Ich blinzelte, weil es einen Moment dauerte, bis ich begriff, dass er von Vanessa sprach. Mein Blick streifte die aufblinkende Warnleuchte. »Nein, wusste ich nicht. Schnall dich an.«

»Total krass«, laberte Tiago weiter, tat aber wie geheißen, und die Warnleuchte samt Ton erlosch. »Sie hat elftausend Fans auf Instagram, aber vor zwei Jahren hat sie plötzlich aufgehört Modelbilder zu posten und ’nen Blog über gesunden Lifestyle gestartet. Dann hat sie bei irgend’ner Modemarke eine Kollektion rausgebracht und jetzt schreibt sie Konzepte für andere Blogs und Onlineshops. Alles neben dem Studium! Ganz schön viele Talente, oder?«

»Oder ganz schön inkonsequent«, kommentierte ich, bevor ich mich daran erinnerte, dass ich eigentlich nicht über Vanessa sprechen oder nachdenken wollte. Trotzdem musste ich mir die nächsten zehn Minuten lang anhören, wie perfekt sie in Santiagos Augen war – und was sie alles so in den letzten Jahren gemacht hatte.

»Alter«, realisierte ich plötzlich, als wir vor dem Wohnblock seines Vaters anhielten, spürte ein vertrautes Lodern im Bauch und spannte unwillkürlich die Muskeln. »Stalkst du sie etwa?«

»Wenn alles im Internet steht, ist es kein Stalken«, antwortete er mit seinem sonnigen Grinsen, schnallte sich ab und machte Anstalten seine Tasche aus dem Kofferraum zu holen.

Ich war schneller aus dem Wagen als er, hielt die Kofferraumklappe fest und schob mich dicht vor ihn, sah ihm finster in die Augen. Er war vielleicht schwerer als ich, aber ich war einen Kopf größer.

»Halt dich von ihr fern, Tiago.«

Eine Sekunde lang blitzte Kampfgeist in seinen braunen Augen, dann grinste er unverfänglich, ging rückwärts auf das schmucklose Mehrfamilienhaus zu und streckte dabei die Arme aus.

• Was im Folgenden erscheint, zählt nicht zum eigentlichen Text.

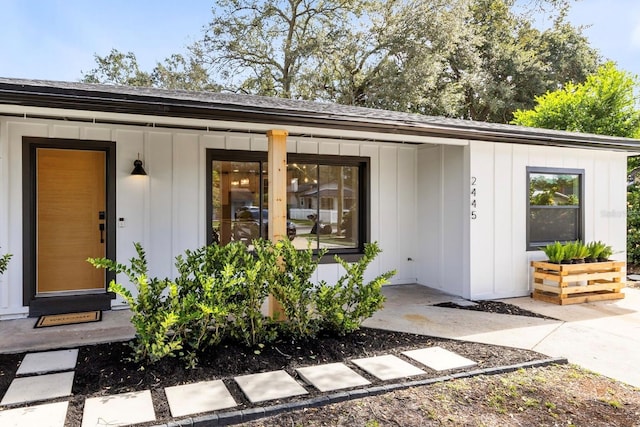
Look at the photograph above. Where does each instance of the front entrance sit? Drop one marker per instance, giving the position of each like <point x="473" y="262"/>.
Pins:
<point x="70" y="220"/>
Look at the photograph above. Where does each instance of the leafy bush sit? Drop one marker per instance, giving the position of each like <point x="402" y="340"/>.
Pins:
<point x="555" y="252"/>
<point x="4" y="263"/>
<point x="292" y="287"/>
<point x="153" y="317"/>
<point x="343" y="307"/>
<point x="220" y="290"/>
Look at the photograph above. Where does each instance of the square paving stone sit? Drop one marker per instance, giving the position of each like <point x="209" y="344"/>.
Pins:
<point x="388" y="367"/>
<point x="332" y="376"/>
<point x="119" y="409"/>
<point x="204" y="396"/>
<point x="47" y="415"/>
<point x="42" y="387"/>
<point x="439" y="359"/>
<point x="269" y="386"/>
<point x="48" y="361"/>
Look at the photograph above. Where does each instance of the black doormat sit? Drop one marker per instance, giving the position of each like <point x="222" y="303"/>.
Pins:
<point x="49" y="320"/>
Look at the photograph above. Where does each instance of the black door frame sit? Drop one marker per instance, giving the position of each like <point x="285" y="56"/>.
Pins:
<point x="71" y="303"/>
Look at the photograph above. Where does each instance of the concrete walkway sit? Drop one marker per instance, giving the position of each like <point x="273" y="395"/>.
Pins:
<point x="602" y="336"/>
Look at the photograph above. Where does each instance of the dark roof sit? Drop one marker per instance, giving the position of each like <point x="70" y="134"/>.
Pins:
<point x="282" y="112"/>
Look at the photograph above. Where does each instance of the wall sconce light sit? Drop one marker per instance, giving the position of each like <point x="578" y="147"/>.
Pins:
<point x="137" y="167"/>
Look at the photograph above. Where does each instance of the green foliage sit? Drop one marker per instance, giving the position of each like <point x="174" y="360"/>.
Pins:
<point x="176" y="72"/>
<point x="220" y="290"/>
<point x="595" y="249"/>
<point x="250" y="326"/>
<point x="576" y="250"/>
<point x="604" y="104"/>
<point x="476" y="59"/>
<point x="607" y="251"/>
<point x="153" y="317"/>
<point x="4" y="262"/>
<point x="554" y="251"/>
<point x="292" y="287"/>
<point x="343" y="307"/>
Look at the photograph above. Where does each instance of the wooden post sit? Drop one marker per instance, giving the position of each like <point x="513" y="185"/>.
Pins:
<point x="277" y="159"/>
<point x="277" y="175"/>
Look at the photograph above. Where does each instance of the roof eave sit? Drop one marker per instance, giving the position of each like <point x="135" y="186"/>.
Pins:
<point x="74" y="99"/>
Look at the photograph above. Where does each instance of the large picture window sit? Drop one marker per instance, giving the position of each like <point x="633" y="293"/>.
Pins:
<point x="326" y="200"/>
<point x="555" y="206"/>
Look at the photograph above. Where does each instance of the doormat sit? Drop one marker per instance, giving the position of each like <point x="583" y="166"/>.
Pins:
<point x="68" y="319"/>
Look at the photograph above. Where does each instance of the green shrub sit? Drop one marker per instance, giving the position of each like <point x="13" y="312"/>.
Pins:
<point x="4" y="263"/>
<point x="291" y="285"/>
<point x="154" y="318"/>
<point x="249" y="325"/>
<point x="554" y="251"/>
<point x="343" y="307"/>
<point x="220" y="290"/>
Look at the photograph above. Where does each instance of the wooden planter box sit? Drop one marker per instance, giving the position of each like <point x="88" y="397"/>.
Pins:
<point x="603" y="282"/>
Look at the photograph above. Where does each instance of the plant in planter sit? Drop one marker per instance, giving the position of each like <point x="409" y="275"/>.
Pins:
<point x="555" y="252"/>
<point x="570" y="252"/>
<point x="595" y="249"/>
<point x="606" y="252"/>
<point x="4" y="262"/>
<point x="581" y="252"/>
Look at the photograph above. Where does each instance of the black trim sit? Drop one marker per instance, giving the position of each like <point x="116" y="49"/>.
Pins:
<point x="536" y="246"/>
<point x="364" y="207"/>
<point x="53" y="305"/>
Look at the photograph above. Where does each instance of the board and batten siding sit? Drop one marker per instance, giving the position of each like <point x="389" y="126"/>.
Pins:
<point x="442" y="213"/>
<point x="499" y="262"/>
<point x="165" y="211"/>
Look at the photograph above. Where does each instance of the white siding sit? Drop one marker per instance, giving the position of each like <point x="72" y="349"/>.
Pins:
<point x="165" y="211"/>
<point x="442" y="209"/>
<point x="499" y="262"/>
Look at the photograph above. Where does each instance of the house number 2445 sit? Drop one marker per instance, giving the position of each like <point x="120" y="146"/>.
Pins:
<point x="474" y="213"/>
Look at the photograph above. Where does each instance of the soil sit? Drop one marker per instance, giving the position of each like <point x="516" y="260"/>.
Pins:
<point x="557" y="395"/>
<point x="495" y="307"/>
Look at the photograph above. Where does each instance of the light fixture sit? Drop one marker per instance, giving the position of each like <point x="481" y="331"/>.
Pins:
<point x="137" y="167"/>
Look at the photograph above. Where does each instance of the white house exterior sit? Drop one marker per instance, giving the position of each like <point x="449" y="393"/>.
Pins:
<point x="446" y="199"/>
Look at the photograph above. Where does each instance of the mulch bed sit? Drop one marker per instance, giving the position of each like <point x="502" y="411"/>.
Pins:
<point x="107" y="369"/>
<point x="495" y="307"/>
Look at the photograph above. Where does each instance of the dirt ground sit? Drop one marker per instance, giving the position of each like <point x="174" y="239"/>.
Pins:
<point x="561" y="395"/>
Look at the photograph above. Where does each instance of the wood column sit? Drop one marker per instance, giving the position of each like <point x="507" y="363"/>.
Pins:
<point x="277" y="175"/>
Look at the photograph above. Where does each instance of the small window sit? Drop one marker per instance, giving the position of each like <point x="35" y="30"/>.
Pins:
<point x="555" y="206"/>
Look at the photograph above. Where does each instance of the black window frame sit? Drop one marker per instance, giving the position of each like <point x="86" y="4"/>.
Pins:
<point x="536" y="246"/>
<point x="363" y="164"/>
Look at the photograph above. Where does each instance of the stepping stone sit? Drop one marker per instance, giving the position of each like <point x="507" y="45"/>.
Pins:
<point x="439" y="359"/>
<point x="388" y="367"/>
<point x="47" y="415"/>
<point x="332" y="376"/>
<point x="42" y="387"/>
<point x="463" y="302"/>
<point x="269" y="386"/>
<point x="204" y="396"/>
<point x="48" y="361"/>
<point x="119" y="409"/>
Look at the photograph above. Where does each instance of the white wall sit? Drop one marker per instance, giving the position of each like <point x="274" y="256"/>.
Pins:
<point x="499" y="262"/>
<point x="165" y="211"/>
<point x="441" y="216"/>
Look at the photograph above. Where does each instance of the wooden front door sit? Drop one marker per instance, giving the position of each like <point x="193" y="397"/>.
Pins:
<point x="70" y="220"/>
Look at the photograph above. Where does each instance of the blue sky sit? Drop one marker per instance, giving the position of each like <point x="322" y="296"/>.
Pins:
<point x="56" y="39"/>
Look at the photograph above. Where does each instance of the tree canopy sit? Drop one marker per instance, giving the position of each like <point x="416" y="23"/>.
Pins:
<point x="606" y="104"/>
<point x="475" y="59"/>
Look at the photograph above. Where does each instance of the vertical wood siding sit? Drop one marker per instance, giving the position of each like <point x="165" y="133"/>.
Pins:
<point x="165" y="211"/>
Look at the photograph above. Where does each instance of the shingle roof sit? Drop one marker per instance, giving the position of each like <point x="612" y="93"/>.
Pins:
<point x="259" y="109"/>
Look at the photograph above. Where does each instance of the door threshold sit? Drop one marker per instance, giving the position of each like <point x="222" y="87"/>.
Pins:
<point x="70" y="303"/>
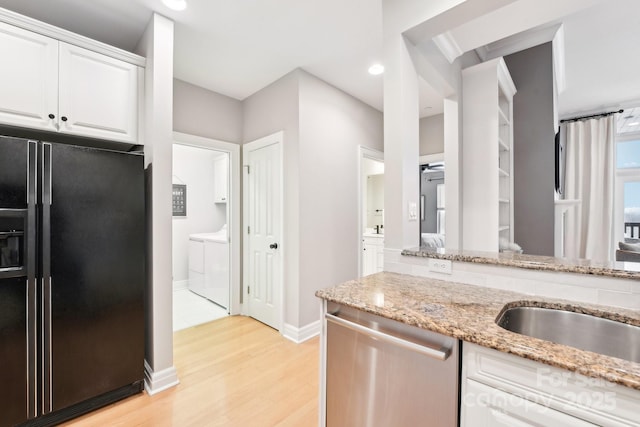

»Klar, aber ich kann nicht versprechen, dass sie sich von mir fernhält. Was soll ich machen, ich bin halt heiß.«

Das entlockte mir ein unwillkürliches Glucksen. Er war einfach unverbesserlich, erinnerte mich manchmal an einen Pitbull: gedrungener Körper, große Klappe und gefährliche Ausstrahlung, aber ein Herz aus Gold.

»Ich komme übrigens selbst zum Club, du kannst also den Nachmittag mit deiner Süßen verbringen.« Er grinste so breit, dass seine Augen zu Schlitzen wurden. »Vielleicht hast du ja Glück und Vanessa ist nicht da, dann habt ihr ein paar Stunden für euch. Für Sex zum Beispiel.«

Ich schüttelte belustigt den Kopf. Sex wäre in der Tat grandios, aber mit Glück hatte das nichts zu tun, höchstens mit Glücklichsein. Und dieses Recht hatte ich schon vor langer Zeit verspielt.